Fuentek's Tech Transfer Blog

Focus on Market Potential to Prioritize Active Projects: Stories from the Field

Stories From The FieldWe’ve blogged often about how planning for technology marketing helps tech transfer offices (TTOs) be more proactive and efficient in selecting innovations to market. If your TTO is like most, you have more active marketing projects than you have the resources to handle. Therefore, monitoring and adjusting your marketing projects to prioritize the best ones is the key to achieving long-term value. In today’s Stories from the Field post, I share details of how to apply what we’ve learned through years of identifying high-priority projects.

We recently worked with a university client to help the TTO identify the “most likely to succeed” of its nearly 50 active technology marketing projects. Due to limited financial and staff resources, our client not only wanted to focus its efforts on the projects with the greatest potential for success but also to identify the projects that it should shut down, keep open, or simply gather more information about in order to make a good decision.

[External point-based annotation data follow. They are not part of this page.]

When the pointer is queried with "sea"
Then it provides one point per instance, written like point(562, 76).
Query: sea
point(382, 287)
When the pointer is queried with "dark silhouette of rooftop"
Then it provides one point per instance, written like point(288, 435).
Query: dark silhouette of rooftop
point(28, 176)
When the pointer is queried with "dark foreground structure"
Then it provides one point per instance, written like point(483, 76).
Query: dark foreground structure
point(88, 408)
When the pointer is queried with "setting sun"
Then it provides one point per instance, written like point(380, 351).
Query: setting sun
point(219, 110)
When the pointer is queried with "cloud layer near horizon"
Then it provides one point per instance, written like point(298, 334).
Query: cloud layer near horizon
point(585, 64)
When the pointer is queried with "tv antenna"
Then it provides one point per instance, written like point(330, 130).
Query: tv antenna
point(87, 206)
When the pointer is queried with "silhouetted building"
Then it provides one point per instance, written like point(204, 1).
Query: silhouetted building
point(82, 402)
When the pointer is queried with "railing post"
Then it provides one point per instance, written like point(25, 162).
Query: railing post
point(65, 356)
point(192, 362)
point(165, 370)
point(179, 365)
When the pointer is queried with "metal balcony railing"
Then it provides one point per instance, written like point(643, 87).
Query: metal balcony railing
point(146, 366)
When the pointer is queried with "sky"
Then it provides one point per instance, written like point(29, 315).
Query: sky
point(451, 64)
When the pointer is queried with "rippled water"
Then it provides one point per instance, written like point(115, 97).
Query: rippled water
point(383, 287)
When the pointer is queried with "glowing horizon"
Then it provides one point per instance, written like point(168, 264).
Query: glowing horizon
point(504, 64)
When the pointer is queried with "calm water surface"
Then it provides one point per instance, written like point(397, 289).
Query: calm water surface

Fuentek’s experience had shown that the best way to achieve such diverse objectives is to concentrate on the projects that are most likely to end in some type of deal. This allows you to focus (rather than dilute) your marketing efforts and get to the best deal as quickly as possible while expending the fewest resources. Here’s how we helped this particular client prioritize the marketing portfolio. We:

  • Gathered the decision makers to “clear the decks” of those projects that warranted no further effort as well as those where marketing efforts were succeeding. Including technology managers who can provide the most up-to-date information about how each project is going is essential. In the case of our university client, this discussion uncovered 17 technologies for which more up-to-date market information was needed to understand whether further marketing was warranted.
  • Reviewed the assessments and conducted market research to determine whether technologies were still relevant. Sometimes while a technology is in development, new products emerge that are a better fit to market needs/desires. It makes sense to suspend marketing of innovations for which market potential has diminished and give priority to those with higher market match-up potential.
  • Analyzed new market data and determined next steps with specific suggestions for proceeding or shutting down each project. We provided our client with action plans that enabled quick and efficient exploration of high-impact opportunities. For technologies we rated as having lower potential, we recommended passive marketing efforts, which allowed our client to stop expending effort yet not completely abandon the technologies.

The lesson? The means to achieving success is not to keep as many technologies as possible in play but instead to focus on those with the highest potential. This approach to prioritizing marketing projects ensures that your TTO can direct limited resources to those projects with the greatest likelihood of generating a deal.